Tuesday, April 7, 2009

Sobering reality facing beat writers

After reading this, one can only wonder how many people will be voting on the HOF a few years from now, before the online guys (Neyer, Law, etc.) are eligible:

"I certainly recognize where things are going," says Jack O'Connell, secretary of the Baseball Writers Association of America, the venerable 101-year-old membership organization for the profession. "I certainly see the dark clouds."
The changing world was on vivid display recently at McKechnie Field in Bradenton, Fla., the spring home of the Pittsburgh Pirates. Opened in 1923 during the golden age of sportswriting, it held its first-ever night game last March -- 20 years after the lights first went on over Chicago's Wrigley Field. At a March 22 game between the Pirates and the Cincinnati Reds two writers from Pittsburgh papers were in attendance, along with two reporters from Major League Baseball's Web site. The Pittsburgh chapter of the BBWAA is down to nine members, an all time low, from 20 in 1988.
Sad times, interesting times. Crises create opportunities. The internet has become the medium of choice, cheaper, faster, better (sometimes), worse (sometimes, too).

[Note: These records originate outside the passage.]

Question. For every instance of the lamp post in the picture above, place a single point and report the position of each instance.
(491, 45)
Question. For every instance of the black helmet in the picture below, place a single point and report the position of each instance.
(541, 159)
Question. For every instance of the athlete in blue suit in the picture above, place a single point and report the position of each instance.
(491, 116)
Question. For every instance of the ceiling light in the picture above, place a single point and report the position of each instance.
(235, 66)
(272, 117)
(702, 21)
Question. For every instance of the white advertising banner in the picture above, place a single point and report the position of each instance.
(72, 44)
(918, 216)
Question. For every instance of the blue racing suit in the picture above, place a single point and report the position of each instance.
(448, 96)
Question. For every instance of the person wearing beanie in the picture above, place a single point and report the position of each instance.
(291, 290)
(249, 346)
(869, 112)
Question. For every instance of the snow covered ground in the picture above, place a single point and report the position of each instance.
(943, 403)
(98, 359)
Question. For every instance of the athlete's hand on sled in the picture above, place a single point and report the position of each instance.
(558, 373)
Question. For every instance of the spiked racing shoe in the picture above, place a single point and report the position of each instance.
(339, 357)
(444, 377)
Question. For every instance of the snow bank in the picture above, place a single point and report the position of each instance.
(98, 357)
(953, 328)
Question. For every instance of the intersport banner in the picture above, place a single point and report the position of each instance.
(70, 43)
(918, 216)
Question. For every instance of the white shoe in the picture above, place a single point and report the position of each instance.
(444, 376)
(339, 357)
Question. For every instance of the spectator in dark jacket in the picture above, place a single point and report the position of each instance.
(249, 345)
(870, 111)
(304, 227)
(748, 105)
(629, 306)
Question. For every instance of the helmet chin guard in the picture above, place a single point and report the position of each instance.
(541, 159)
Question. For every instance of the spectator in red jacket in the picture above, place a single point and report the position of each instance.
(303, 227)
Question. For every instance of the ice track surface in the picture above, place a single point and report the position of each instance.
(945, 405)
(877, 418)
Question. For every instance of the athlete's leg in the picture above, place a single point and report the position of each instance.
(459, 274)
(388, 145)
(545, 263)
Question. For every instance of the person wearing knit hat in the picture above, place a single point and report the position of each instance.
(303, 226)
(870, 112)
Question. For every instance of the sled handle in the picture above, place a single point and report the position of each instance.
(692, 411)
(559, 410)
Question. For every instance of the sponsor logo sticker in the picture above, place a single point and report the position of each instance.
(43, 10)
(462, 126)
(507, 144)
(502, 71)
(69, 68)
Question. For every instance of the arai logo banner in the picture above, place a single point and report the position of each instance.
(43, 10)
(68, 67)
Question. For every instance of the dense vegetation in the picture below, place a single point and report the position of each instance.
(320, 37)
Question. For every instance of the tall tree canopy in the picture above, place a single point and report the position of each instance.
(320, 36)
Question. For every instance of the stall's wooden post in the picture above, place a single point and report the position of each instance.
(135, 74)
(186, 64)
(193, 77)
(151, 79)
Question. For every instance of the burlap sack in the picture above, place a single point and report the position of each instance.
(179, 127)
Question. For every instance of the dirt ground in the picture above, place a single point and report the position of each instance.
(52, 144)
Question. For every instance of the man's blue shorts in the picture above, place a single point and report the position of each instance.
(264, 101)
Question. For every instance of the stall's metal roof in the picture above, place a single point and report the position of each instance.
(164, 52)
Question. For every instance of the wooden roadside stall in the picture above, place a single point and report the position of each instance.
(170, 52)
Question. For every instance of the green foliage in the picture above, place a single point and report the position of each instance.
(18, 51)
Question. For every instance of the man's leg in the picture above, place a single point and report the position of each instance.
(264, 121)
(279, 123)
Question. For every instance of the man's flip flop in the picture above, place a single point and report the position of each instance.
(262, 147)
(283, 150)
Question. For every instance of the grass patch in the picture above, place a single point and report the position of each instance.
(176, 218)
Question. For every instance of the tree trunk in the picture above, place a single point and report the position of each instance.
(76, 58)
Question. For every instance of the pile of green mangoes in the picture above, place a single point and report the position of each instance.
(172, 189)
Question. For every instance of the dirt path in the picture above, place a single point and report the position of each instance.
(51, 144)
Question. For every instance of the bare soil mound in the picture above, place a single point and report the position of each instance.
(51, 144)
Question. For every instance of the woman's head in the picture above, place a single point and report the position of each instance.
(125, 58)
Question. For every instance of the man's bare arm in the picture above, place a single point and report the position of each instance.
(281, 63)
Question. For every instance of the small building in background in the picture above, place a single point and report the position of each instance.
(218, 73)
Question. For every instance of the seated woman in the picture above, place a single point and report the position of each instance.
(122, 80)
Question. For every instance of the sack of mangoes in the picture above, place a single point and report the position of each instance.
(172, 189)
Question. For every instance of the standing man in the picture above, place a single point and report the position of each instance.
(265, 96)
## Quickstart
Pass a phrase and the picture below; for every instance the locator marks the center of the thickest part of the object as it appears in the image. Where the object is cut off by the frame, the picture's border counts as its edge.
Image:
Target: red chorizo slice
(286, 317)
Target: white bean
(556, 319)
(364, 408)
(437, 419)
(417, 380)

We're witnessing a tectonic shift. Hell, friends of ours, like Craig from Shysterball (and his partner in crime Aaron Gleeman, as well as many others) have moved from the blogosphere like this, to a larger platform, and now writes for NBC. That's pretty darned cool. Guys (and gals) with the talent and passion to perform will be elevated where once there was no entry into the "good old boys club" that was the BBWAA. Now, if we can only figure out the financial side of the model for the small fish...

I find this fascinating.

1 comment:

bcrespi said...

If I'm not mistaken, I think BBWAA members retain their voting rights like a Supreme Court seat, until they die. However, I'm not 100% sure about this. If I am correct, we won't have to worry about the numbers voting, though the quality certainly won't get any better.